Chapter 2: Updating Linked Data practices for FAIR Digital Object principles

Cite as

Stian Soiland-Reyes, Leyla Jael Castro, Daniel Garijo, Marc Portier, Carole Goble, Paul Groth (2022):
Updating Linked Data practices for FAIR Digital Object principles.
1st International Conference on FAIR Digital Objects (abstract).
Research Ideas and Outcomes (accepted)

Updating Linked Data practices for FAIR Digital Object principles

Stian Soiland-Reyes¹², Leyla Jael Castro³, Daniel Garijo⁴, Marc Portier⁵, Carole Goble¹, Paul Groth²

¹ Department of Computer Science, The University of Manchester, Manchester, United Kingdom
² Informatics Institute, Faculty of Science, University of Amsterdam, Amsterdam, Netherlands
³ Informationszentrum Lebenswissenschaften (ZB Med), Cologne, Germany
⁴ Ontology Engineering Group, Universidad Politécnica de Madrid, Madrid, Spain
⁵ Vlaams Instituut voor de Zee (VLIZ), Oostende, Belgium

Abstract

Background

The FAIR principles [Wilkinson 2016] are fundamental for data discovery, sharing, consumption and reuse; however their broad interpretation and many ways to implement can lead to inconsistencies and incompatibility [Jacobsen 2020].

The European Open Science Cloud (EOSC) has been instrumental in maturing and encouraging FAIR practices across a wide range of research areas. Linked Data in the form of RDF (Resource Description Framework) is the common way to implement machine-readability in FAIR, however the principles do not prescribe RDF or any particular technology [Mons 2017].

FAIR Digital Object

FAIR Digital Object (FDO) [Schultes 2019] has been proposed to improve researcher’s access to digital objects through formalising their metadata, types, identifiers and exposing their computational operations, making them actionable FAIR objects rather than passive data sources.
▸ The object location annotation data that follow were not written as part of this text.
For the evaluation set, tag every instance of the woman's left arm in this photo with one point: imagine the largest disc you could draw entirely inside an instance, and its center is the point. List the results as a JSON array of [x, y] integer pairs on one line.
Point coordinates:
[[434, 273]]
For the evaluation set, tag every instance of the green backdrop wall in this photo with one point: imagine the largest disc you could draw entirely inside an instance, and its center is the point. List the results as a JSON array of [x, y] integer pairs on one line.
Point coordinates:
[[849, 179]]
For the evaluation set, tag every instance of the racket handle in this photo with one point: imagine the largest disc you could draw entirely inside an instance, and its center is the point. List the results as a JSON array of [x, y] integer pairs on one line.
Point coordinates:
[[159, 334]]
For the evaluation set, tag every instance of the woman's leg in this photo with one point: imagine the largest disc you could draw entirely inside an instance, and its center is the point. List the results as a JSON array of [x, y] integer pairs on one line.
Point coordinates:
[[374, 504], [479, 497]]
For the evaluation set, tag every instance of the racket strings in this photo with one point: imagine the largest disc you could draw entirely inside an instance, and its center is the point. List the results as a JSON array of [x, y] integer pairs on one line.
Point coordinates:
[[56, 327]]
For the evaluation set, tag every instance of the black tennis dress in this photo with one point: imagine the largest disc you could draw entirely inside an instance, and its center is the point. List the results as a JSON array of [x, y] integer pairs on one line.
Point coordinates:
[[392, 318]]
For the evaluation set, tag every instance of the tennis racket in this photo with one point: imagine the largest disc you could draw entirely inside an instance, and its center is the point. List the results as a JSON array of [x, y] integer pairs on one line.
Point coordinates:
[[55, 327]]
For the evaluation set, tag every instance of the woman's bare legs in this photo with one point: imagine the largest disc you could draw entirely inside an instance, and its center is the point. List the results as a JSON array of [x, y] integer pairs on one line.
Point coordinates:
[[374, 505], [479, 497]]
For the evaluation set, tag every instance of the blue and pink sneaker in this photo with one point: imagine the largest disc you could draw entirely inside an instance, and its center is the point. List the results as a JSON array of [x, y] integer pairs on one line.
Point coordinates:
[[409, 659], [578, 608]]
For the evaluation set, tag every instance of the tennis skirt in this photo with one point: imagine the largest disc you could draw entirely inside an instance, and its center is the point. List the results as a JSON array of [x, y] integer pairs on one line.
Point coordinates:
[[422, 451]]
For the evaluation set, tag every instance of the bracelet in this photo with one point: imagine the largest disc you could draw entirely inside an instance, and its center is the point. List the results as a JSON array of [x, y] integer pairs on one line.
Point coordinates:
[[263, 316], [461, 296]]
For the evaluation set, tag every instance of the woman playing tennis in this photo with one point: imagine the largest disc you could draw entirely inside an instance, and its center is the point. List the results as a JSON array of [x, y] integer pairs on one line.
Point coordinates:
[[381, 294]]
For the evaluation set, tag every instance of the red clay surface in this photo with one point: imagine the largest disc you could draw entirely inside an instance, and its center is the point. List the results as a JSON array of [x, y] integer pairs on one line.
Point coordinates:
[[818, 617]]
FDO is a set of principles [Bonino 2019], implementable in multiple ways. Current realisations mostly use Digital Object Interface Protocol (DOIPv2) [DONA 2018], with the main implementation CORDRA. We can consider DOIPv2 as a simplified combination of object-oriented (CORBA, SOAP) and document-based (HTTP, FTP) approaches.

More recently, the FDO Forum has prepared detailed recommendations, currently open for comments, including a DOIP endorsement and updated FDO requirements. These point out Linked Data as another possible technology stack, which is the focus of this work.

Linked Data

Linked Data standards (LD), based on the Web architecture, are commonplace in sciences like bioinformatics, chemistry and medical informatics – in particular to publish Open Data as machine-readable resources. LD has become ubiquitous on the general Web, the schema.org vocabulary is used by over 10 million sites for indexing by search engines – 43% of all websites use JSON-LD.

Although LD practices align to FAIR [Hasnain 2018], they do not fully encompass active aspects of FDOs. The HTTP protocol is used heavily for applications (e.g. mobile apps and cloud services), with REST APIs of customised JSON structures. Approaches that merge the LD and REST worlds include Linked Data Platform (LDP), Hydra and Web Payments.

Meeting FDO principles using Linked Data standards

Considering the potential of FDOs when combined with the mature technology stack of LD, here we briefly discuss how FDO principles can be achieved using existing standards. The general principles (G1–G9) apply well: Open standards with HTTP being stable for 30 years, JSON-LD is widely used, FAIR practitioners mainly use RDF, and a clear abstraction between the RDF model with stable bindings available in multiple serialisations.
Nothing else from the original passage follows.